When an Indian dating site brought together a North Jersey couple, their very first date almost got off to a rocky start because of a Kit Kat bar, Dina Raval’s favorite candy. Raval feared that her date might have ditched her, but Sanket Patel had disappeared for just a minute to retrieve the Kit Kat he had forgotten. (He knew she loved them and wanted to surprise her!)

Fast forward several years: Inside the beautiful box Patel had made as a gift for—you guessed it—their wedding was a Kit Kat bar.

From such a thoughtful couple, you’d expect a memorable wedding, and last May’s ceremony at the Sheraton Mahwah didn’t disappoint. Though many Indian weddings are steeped in ritual and tradition—outdoor ceremonies with sacred fires; parties decked out in bold red attire; brides adorned with elaborate henna art—Raval and Patel wanted their special day to have their own personal touches.

For instance, Raval followed Indian custom by having her mother’s brother escort her down the aisle—but she also had her twin brother, Dev, on her other arm. “Every major step my brother and I have taken, we’ve taken together,” she explains, “so I really wanted him to walk me in too.”
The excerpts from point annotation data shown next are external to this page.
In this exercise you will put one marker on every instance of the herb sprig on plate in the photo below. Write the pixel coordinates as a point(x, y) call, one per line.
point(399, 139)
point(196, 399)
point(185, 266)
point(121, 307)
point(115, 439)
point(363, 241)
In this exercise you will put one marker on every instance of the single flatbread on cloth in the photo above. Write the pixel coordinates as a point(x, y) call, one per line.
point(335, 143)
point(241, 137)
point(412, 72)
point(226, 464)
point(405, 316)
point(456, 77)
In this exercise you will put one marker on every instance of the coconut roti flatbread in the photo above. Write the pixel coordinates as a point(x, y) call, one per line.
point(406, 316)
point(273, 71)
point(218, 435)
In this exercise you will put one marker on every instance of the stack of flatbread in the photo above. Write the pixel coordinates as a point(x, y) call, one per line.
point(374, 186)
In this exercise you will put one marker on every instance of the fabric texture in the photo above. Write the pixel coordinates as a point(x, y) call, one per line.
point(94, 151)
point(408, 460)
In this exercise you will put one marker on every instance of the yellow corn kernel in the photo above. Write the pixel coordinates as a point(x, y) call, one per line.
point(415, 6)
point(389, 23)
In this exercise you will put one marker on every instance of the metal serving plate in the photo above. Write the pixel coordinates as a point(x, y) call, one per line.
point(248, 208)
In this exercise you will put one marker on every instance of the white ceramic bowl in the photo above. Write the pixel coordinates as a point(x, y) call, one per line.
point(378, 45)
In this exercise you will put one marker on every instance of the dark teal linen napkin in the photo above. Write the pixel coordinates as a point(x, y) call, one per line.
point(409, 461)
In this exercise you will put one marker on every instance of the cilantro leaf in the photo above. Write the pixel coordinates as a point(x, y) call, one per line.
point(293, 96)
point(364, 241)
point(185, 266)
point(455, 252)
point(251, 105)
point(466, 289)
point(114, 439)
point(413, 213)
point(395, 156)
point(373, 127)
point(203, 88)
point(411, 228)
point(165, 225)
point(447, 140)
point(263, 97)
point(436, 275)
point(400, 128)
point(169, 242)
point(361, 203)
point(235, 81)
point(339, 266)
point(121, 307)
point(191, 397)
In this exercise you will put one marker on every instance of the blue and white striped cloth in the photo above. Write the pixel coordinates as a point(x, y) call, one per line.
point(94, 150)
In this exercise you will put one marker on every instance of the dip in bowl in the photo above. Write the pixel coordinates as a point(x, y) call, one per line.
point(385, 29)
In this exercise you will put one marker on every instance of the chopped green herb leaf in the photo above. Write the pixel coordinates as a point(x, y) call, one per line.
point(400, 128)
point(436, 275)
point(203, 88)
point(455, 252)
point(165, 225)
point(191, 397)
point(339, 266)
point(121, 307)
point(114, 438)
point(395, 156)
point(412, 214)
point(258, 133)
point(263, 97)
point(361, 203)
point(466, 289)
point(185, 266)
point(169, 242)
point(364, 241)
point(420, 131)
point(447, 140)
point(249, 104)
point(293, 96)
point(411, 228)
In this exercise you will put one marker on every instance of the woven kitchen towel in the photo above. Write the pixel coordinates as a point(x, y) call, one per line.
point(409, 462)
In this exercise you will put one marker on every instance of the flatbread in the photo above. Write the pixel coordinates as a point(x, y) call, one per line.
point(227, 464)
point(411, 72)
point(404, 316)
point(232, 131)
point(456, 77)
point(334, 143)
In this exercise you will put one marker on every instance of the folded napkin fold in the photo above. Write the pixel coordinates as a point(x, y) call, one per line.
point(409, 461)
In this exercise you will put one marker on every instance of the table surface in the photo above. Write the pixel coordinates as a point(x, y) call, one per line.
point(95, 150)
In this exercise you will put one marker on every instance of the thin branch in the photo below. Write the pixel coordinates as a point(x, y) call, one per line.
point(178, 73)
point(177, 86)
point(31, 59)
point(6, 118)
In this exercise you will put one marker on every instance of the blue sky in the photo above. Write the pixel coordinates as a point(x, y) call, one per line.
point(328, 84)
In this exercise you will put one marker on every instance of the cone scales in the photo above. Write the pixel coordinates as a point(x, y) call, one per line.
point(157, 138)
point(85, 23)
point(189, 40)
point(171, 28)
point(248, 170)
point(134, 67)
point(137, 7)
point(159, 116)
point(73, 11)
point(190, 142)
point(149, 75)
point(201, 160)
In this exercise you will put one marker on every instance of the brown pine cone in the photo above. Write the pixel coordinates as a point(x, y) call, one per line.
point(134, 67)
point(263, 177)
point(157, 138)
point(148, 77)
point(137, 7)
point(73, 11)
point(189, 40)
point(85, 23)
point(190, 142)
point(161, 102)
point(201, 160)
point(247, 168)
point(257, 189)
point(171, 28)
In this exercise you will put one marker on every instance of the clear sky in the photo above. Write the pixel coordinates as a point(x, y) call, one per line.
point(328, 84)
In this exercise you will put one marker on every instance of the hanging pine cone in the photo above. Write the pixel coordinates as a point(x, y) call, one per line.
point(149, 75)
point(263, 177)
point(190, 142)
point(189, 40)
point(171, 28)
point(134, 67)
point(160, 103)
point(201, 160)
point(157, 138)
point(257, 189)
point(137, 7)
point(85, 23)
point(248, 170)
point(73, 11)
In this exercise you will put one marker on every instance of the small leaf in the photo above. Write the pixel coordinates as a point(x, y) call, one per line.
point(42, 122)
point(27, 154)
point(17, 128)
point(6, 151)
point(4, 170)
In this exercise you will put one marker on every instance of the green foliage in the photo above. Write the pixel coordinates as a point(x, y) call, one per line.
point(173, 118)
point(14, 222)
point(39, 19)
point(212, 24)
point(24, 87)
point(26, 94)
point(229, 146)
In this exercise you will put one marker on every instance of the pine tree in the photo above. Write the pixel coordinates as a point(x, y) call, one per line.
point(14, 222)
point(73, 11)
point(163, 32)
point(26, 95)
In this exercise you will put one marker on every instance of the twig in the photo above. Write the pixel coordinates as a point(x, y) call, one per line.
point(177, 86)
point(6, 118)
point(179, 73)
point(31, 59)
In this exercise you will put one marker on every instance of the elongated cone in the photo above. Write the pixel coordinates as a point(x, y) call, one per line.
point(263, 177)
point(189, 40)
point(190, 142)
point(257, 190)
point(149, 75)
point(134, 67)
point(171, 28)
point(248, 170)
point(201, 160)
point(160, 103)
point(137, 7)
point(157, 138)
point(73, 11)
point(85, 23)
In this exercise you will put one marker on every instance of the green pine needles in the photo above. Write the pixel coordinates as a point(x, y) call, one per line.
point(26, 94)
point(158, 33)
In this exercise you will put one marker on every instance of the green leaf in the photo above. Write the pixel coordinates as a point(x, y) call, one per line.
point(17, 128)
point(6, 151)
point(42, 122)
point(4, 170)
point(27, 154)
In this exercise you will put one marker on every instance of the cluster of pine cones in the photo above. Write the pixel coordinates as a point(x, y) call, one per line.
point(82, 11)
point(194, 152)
And while Patel arrived at the ceremony on horseback, another cultural tradition, his walk down the aisle was all his own— Nadja, his trusted dog, was at his side. “He and Nadja are inseparable, so I wanted her included,” says Raval. “We had a little dress made for her, so she was part of the bridal party. I couldn’t imagine him walking in with anyone other than her.”

The entire day, which was planned by Meghna Trivedi of Rutherford-based Bells N Rings Events, started with the wedding ceremony in the morning followed by a luncheon, then a cocktail reception and dinner and dancing in the evening. Everything was supposed to take place outdoors (as is the case with many Indian weddings), but Mother Nature had other plans—a nor’easter blew through the area. “But everything turned out so great,” Raval recalls. “When they opened the doors to the Sheraton and I saw everything, I was just like, ‘Wow!’ It was even better than I expected.”

The venue was decorated with turquoise and yellow, Raval’s favorite colors. She also wanted to incorporate purple, which she did by wearing a purple dress to the reception. “I’m shocked I was able to get all the colors I wanted, and they worked so well together,” she says.

Another personal touch was the liquidnitrogen- chilled ice cream served at the reception. “We both like to have fun, and I love ice cream,” explains Raval. “It was something different that I’d never seen before at a wedding.” They offered guests a choice between Baileys coffee with toffee bites and a peach sorbet.

“Everything went seamlessly, and it was beautiful,” says Trivedi of the 15-hour day. “Dina said afterward that she had heard that with everything going on, she wouldn’t be able to eat her wedding cake that day.

“But she told me, ‘We had the cake, and we ate it too!’”

Newlyweds Dina Raval and Sanket Patel dance the night away at the Sheraton Mahwah. Raval specifically selected her reception dress for the color—purple is one of her favorite hues.

The bride and groom incorporated many customs of an Indian wedding, including the use of yellow and white flower petals, traditional formal attire and symbolic ceremonies.

Raval’s hands were adorned with henna art, a custom for the bride.

More than 300 guests helped the happy couple celebrate their big day, which included a four-tier cake from A Little Cake in Park Ridge, elegant decor by Wedding Design and catering by Chand Palace.

The groom shows off a novelty ring, one of many personal tokens featured at the wedding ceremony.